Di Jakarta, petinggi kementerian beranggapan bahwa masyarakat desa tidak tahu apa-apa. Mereka seakan berasumsi kalau ada daerah tertinggal dan ada orang yang perlu diberdayakan. Bekerja sama dengan kampus, mereka mengirim orang untuk mengajari mereka.
Saya tak terlalu nyaman dengan anggapan ini. Kalaupun ikut tim, saya punya misi lain. Saya ingin jalan-jalan sekaligus memotret orangutan di Taman Nasional Tanjung Puting.
Hingga akhirnya, saya bertemu lelaki itu. Dia datang sebagai anggota komunitas. Saat temannya memperlihatkan foto-foto, dia lebih banyak diam. Seseorang berbisik kalau pria ini adalah Nordin Seruyan. Mendengar namanya, saya terkejut.

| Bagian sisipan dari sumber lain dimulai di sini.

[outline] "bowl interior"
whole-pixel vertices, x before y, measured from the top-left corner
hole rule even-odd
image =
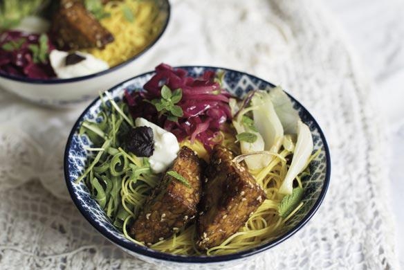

Bapak Nordin ini memang tinggal di desa yang cukup jauh dari pusat-pusat kota. Tapi namanya amat kondang di kalangan para fotografer serta peminat fotografi makro, yakni para pemotret serangga, semut, dan berbagai hewan kecil lainnya.
Beberapa karya fotonya tampil di berbagai situs besar luar negeri, dibeli publik internasional, serta mendapat ulasan dari fotografer dunia. Bahkan di tahun 2013, salah satu karyanya dicetak menjadi baliho, kalender, serta pamflet kampanye duta serangga di Micropolis, yang dikenal sebagai kota serangga di Perancis.
Semuanya berkat internet. Tahun 2010, dia mulai tertarik dengan fotografi makro. Dia pertama kali memotret ulat bulu, kemudian mengirimkannya ke situs fotografi. Tak berhenti di situ, dia mengunduh banyak bahan dari internet dan belajar secara otodidak.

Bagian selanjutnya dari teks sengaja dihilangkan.